Thursday, April 23, 2009 | 11:26 AM PT
By Kathy Tomlinson, CBC News
A B.C. taxpayer who fought the Canada Revenue Agency over a million-
dollar tax bill he didn't owe — and won — says the federal government
misled him to believe he would be compensated for his financial
losses.
"They're trying to now find a way to shove this under the rug or
silence it so that they don't get embarrassed," 64-year-old Prince
George resident Irvin Leroux said.
"Promises have been made at the political level," added his wife, Jill
Moore, "and still, here we are."
Correspondence suggests Leroux's MP, Conservative Dick Harris, was
assured three years ago by the minister responsible that the
government was prepared to compensate Leroux for Canada Revenue Agency
errors that cost Leroux his business and his home. That settlement has
not materialized.
'Promises have been made at the political level.'
—Irvin Leroux's wife, Jill Moore"They took everything I was,
everything I stood for, and destroyed it," Leroux said.
CBC News made several requests to talk to the current revenue
minister, Jean-Pierre Blackburn, about Leroux's case but received no
response.
Before their fight with the taxman, Leroux and his wife owned and
operated a successful RV park in Valemount, B.C. In 2002, Irvin's RV
Park and Campground was awarded the prestigious SuperHost customer
service award by B.C. Tourism.
Records lost by auditor, businessman says
Leroux said his tax troubles began in 1996, when an auditor from the
tax agency showed up to look at the books. The auditor took Leroux's
business receipts and other records, he said, then misplaced those
records at the CRA office.
"He told me someone had put them on the pile that was to be shredded,"
Leroux said.
Without receipts to show his business expenses, numerous CRA audits
over several years concluded Leroux owed almost $900,000 in personal
income tax, plus over $100,000 in GST, including interest and
penalties.
Leroux's RV Park and Campground in Valemount, B.C., had to be sold.

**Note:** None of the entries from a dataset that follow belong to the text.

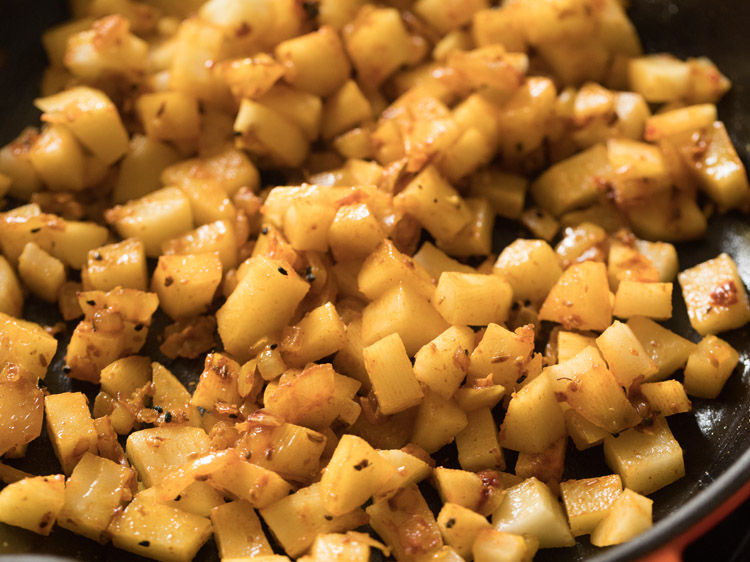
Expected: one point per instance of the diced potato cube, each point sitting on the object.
(477, 443)
(386, 267)
(290, 450)
(296, 534)
(588, 501)
(652, 300)
(437, 422)
(238, 532)
(502, 354)
(666, 397)
(646, 460)
(94, 493)
(230, 169)
(583, 433)
(629, 516)
(531, 267)
(157, 451)
(250, 77)
(475, 239)
(506, 192)
(355, 472)
(472, 298)
(58, 159)
(33, 503)
(409, 470)
(354, 232)
(21, 408)
(92, 117)
(587, 385)
(573, 183)
(659, 78)
(626, 357)
(218, 237)
(392, 375)
(481, 492)
(254, 484)
(406, 524)
(534, 419)
(122, 264)
(709, 366)
(108, 48)
(11, 294)
(347, 107)
(262, 304)
(141, 167)
(460, 527)
(491, 66)
(159, 531)
(186, 284)
(378, 44)
(569, 344)
(267, 132)
(663, 256)
(531, 508)
(43, 274)
(715, 296)
(690, 118)
(442, 363)
(435, 204)
(497, 546)
(403, 311)
(315, 62)
(154, 218)
(26, 344)
(169, 115)
(668, 350)
(303, 109)
(580, 298)
(70, 428)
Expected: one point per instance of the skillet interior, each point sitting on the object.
(716, 438)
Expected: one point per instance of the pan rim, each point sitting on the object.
(685, 517)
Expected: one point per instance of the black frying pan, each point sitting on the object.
(716, 437)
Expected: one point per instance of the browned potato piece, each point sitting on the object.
(21, 408)
(186, 284)
(715, 296)
(33, 502)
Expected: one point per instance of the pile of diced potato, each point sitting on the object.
(308, 192)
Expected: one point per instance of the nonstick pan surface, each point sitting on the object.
(716, 436)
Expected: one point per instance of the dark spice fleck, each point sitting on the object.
(364, 463)
(311, 9)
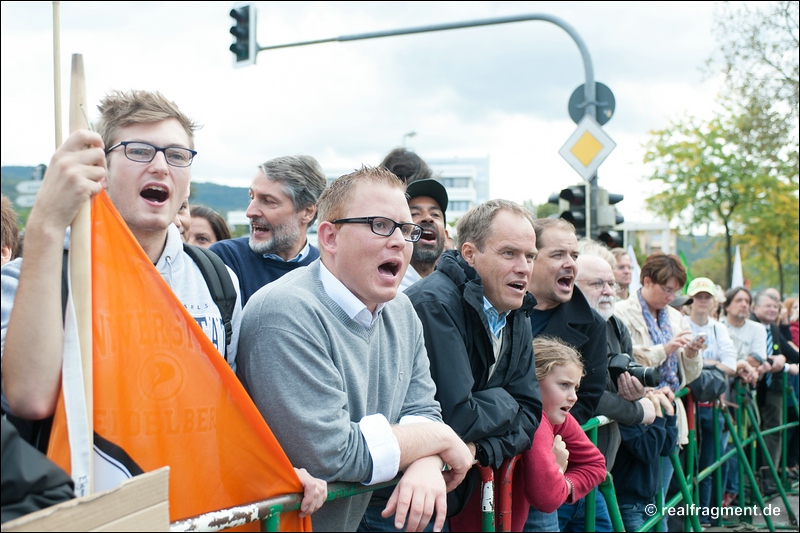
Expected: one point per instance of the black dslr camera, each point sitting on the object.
(649, 376)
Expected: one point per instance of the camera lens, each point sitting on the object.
(649, 376)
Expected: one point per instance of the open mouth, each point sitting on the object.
(155, 194)
(258, 228)
(518, 286)
(389, 268)
(429, 236)
(565, 282)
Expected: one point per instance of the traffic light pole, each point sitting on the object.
(589, 87)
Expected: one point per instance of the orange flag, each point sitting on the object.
(164, 396)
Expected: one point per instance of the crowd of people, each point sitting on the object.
(391, 347)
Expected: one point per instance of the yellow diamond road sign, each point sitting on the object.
(587, 147)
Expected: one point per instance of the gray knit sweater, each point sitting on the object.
(314, 373)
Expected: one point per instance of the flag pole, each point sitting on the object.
(57, 71)
(81, 253)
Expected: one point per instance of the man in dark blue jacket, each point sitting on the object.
(563, 312)
(474, 311)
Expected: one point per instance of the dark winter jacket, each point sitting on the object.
(498, 414)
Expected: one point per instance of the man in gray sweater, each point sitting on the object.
(335, 360)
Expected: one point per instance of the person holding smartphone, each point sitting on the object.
(720, 352)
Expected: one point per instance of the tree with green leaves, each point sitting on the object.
(724, 173)
(759, 53)
(739, 170)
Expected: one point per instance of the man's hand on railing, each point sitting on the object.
(459, 460)
(419, 493)
(629, 388)
(649, 411)
(315, 491)
(746, 372)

(CBC) "I said, 'You had all of these records. You knew I had paid out
those expenses. You lost them, and now you're telling me that you are
going to disallow them all?' " Leroux recounted. "I said, 'That's
fine, I will seek a tax lawyer. I will see you in court.' "
In 2005, he took his case to the Tax Court of Canada, where the CRA
gave up in a so-called consent to judgment, essentially admitting its
mistake. That reduced Leroux's personal tax bill to zero and his GST
bill to $20,000. Documents show that by 2006, Leroux was actually owed
a $24,000 tax refund.
Years before his case got to tax court, however, the CRA had obtained
a writ of seizure and sale against Leroux's properties so it could
move in and collect on his alleged tax debt, if necessary.
"These individuals have the right to come after every one of your
assets without justification on what they are doing," Leroux said.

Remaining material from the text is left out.